Joining this internship was like opening a door that leads to the heaven of geochemistry and mineralogy. Since my background is in computer science, and that’s what I use to teach a drone on how to distinguish between meteorites and meteor-wrongs, I had no clue at all about mineralogy. I just knew that meteorites have different chemical compositions than other rocks, and they looked different too. But today, as we are approaching the fifth of week of this internship, my learning curve in geology, chemistry and mineralogy have significantly increased. We have learned how to use a Scanning Electron Microscope (SEM) to obtain images of our thin sections through the Energy Dispersive Spectroscopy (EDS) in it, and then analyze each spot using Aztec, to conduct chemical and elemental analysis. We have also been introduced to the Electron Probe Micro Analyzer (EPMA) as well as visual stage. In addition, we carried out a good amount of work in the clean lab to further investigate the elemental abundances in our varied selection of samples, ranging from whole rock to Allende and Murchison chondrules. We have also used the ICMPS and laser probe analysis to have more details about out lovely chondrules. If our grandparents always have stories to tell about their past, imagine what chondrules could tell us! Too bad they don’t speak, therefore we have to use all the techniques and skills learned from this internship to resolve the mystery behind each of them.

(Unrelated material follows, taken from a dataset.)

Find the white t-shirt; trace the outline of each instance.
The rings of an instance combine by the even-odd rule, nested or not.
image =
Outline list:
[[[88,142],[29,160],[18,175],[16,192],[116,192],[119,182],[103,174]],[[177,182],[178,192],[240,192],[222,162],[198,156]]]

Aside from work, the professors and lab technicians are amazing and always ready to help. Each one of them inspired us and enlightened us in a different way. I would like to express my gratitude to all of them for answering all my vague questions, for helping me when I did something wrong in the clean lab especially and for always encouraging me to explore more about what we’re doing. My teammates in this project are very enthusiastic and cooperative, each of them has contributed to my knowledge in this field, especially my lab partner, Noah. A special thank you to the teammate who always took into consideration that I’m kind of far from this world of rocks and always tried his best to explain things for me, from the simplest to the toughest. Thank you for your patience.
This internship was a doorway to learn a new field of science, gain technical skills, use amazing facilities, make friends, exchange thoughts with professionals and explore japan. I cannot imagine being in an internship as good as this one. The efforts put to make this internship happen are highly appreciated, and hopefully with all the information planted in our brains today, its results will shine clearly tomorrow.